The Company shall perform its information disclosure obligations in a timely manner based on the progress of the Equity Transfer. Investors are kindly advised to pay attention to the investment risks.
If the transaction under the Cooperative Intent Agreement is finalized, it is expected to constitute as a discloseable transaction of the Company under the Listing Rules. The Company will make separate announcement(s) under the Listing Rules as and when appropriate.
Since the entering into of the Cooperative Intent Agreement may or may not result in the entering into of a formal agreement, the specific matters on the transactions contemplated thereunder are subject to further negotiation and the entering into of a formal agreement. Shareholders and potential investors of the Company are advised to exercise caution when dealing in the securities of the Company.

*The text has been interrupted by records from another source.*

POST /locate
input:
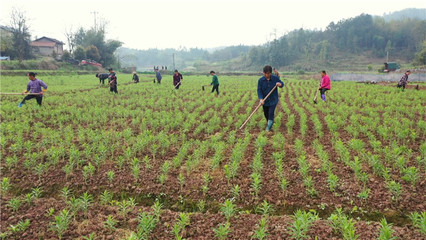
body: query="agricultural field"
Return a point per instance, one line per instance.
(155, 163)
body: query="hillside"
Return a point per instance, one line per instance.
(355, 44)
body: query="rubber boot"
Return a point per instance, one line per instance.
(269, 126)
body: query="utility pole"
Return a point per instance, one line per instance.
(94, 14)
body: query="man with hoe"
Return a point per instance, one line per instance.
(112, 80)
(177, 77)
(264, 86)
(34, 87)
(102, 77)
(325, 84)
(158, 76)
(215, 82)
(404, 80)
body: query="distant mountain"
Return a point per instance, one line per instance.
(417, 13)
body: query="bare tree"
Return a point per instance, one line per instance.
(20, 35)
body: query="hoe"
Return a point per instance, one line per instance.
(257, 107)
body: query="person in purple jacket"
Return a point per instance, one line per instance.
(264, 86)
(34, 86)
(177, 78)
(325, 84)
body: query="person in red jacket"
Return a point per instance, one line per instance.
(325, 84)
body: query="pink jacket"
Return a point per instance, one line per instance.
(325, 82)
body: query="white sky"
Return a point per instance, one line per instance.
(204, 23)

By order of the Board Luoyang Glass Company Limited Zhang Chong* Chairman
Luoyang, the PRC 23 September 2021
As at the date of this announcement, the Board comprises five executive Directors: Mr. Zhang Chong, Mr. Xie Jun, Mr. Ma Yan, Mr. Wang Guoqiang and Mr. Zhang Rong; two non-executive Directors: Mr. Ren Hongcan and Mr. Chen Yong; and four independent non-executive Directors: Mr. Jin Zhanping, Mr. Ye Shuhua, Mr. He Baofeng and Ms. Zhang Yajuan.